|Measurement||Sheet: 140 x 200 cm|
|Physical description||inkjet print on paper|
First World War, 1914-1918
Item copyright: AWM Licensed copyright
Majority Rule (Memorial)
One of a series of seven prints by Cook which considers a simple premise: what would Australia be like if the Indigenous population held the majority? What would the nation look like if 97.5 per cent of Australians were Indigenous and only 2.5 per cent were non-indigenous? Based within this hypothetical world, the seven works play out different scenarios in a variety of significant locations around Australia.

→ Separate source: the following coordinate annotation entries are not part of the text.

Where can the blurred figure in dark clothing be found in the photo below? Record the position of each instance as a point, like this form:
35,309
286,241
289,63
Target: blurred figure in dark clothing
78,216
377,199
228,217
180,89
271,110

Of the seven images, "Majority Rule (Memorial)" explores the legacy of Indigenous military service in Australia, and reasserts its contemporary legacy. It is composed of dreamlike image of Brisbane’s well-known Shrine of Remembrance, populated by an Indigenous figure ascending and descending the staircases. The figure portrays an archetypal businessman dressed in a suit and bowler hat, he pays homage to surrealist master Rene Magritte, as the scene shifts between reality and illusion (Magritte (1898 -1967) was a well-known Belgian artist,who gained a reputation for challenging the audience’s perception of reality by placing familiar everyday objects in unfamiliar spaces). Overall, it presents a work that is at once a playful reconstruction of history, albeit posing a more serious question to the audience of considering how we have acknowledged our Indigenous people for their wartime service. The central figure is photographed with his head bowed in a simple yet symbolic gesture of commemoration.